State lawmakers are pushing for some major initiatives in the upcoming legislative session that starts next month.

Major reforms were won by Delaware’s progressive lawmakers during the last legislative session, such as a $15 minimum wage, new gun control laws and criminal justice reform.

Senate President Pro Temp Dave Sokola (D-Newark) and State Rep. Stephanie T. Bolden (D-Wilmington) offered a preview last week of the upcoming session.

Meeting with the Rotary Club of Wilmington, Sokola says there’s more in store for next year, including a push for paid family leave by State Sen. Sarah McBride, legalizing recreational marijuana and further gun control bills.

Sokola says driving these progressive policies are the many fresh, young faces coming into the General Assembly.

“There’s been a whole lot of turnover in the legislature in the last three elections,” he said. “And as an old guy, I say that’s a good thing; because I was pulling teeth to get some people to believe these things. It took me 15 years to get full day kindergarten.”

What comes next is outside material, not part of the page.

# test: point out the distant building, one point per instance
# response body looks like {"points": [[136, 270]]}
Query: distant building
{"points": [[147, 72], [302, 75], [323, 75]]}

Sokola says the amount of young parents also entering the General Assembly is helping to drive change to increase funding for early childhood education and childcare in the state, an issue he’s been passionate about since entering office in the 90’s.

Education reform was also a priority for the lawmakers.

Sokola says the state should continue to improve student success in Wilmington, noting a new school hasn't been build in the city for decades.

“This is embarrassing — that we haven’t built a new school in the City of Wilmington,” said Sokola. “Now Bayard is gonna be significantly renovated and Bancroft is gonna be rebuilt; and that’s good news. But we’ve gotta make sure those priorities are understood.”

Sokola says Gov. John Carney has been a great ally in the process, working directly with lawmakers and stakeholders in education to improve outcomes and boost funding in the city, working to up the percentage the state pays into major capital improvement projects versus the schools.

Bolden adds after Wilmington was divided into five school districts, performance never improved.

Carney is currently trying to sell his plan to fix that without creating a new district. He wants a new collaborative among Wilmington area districts to give city students a greater chance to succeed, and build partnerships between school districts.

Sokola says improving educational outcomes, especially in Wilmington area schools is going to be a team effort between state lawmakers, Carney and other education leaders. He hopes renovating and rebuilding old Wilmington schools isn't the end of the story.

Both lawmakers say other priorities include legalizing recreational marijuana, which lawmakers tried to do this year, but failed after a disagreement between moderate Democrats and Black lawmakers.

Bolden says many of those kinks have been worked out, and she hopes that bill can finally see a vote on the floor.

Roman Battaglia is a corps member with Report for America, a national service program that places journalists into local newsrooms.

Corrected: December 6, 2021 at 4:11 PM EST
This story has been updated to correct a misspelling for State Rep. Stephanie T. Bolden's name and include clarification from State Sen. Sokola surrounding Gov. Carney's role in education reform.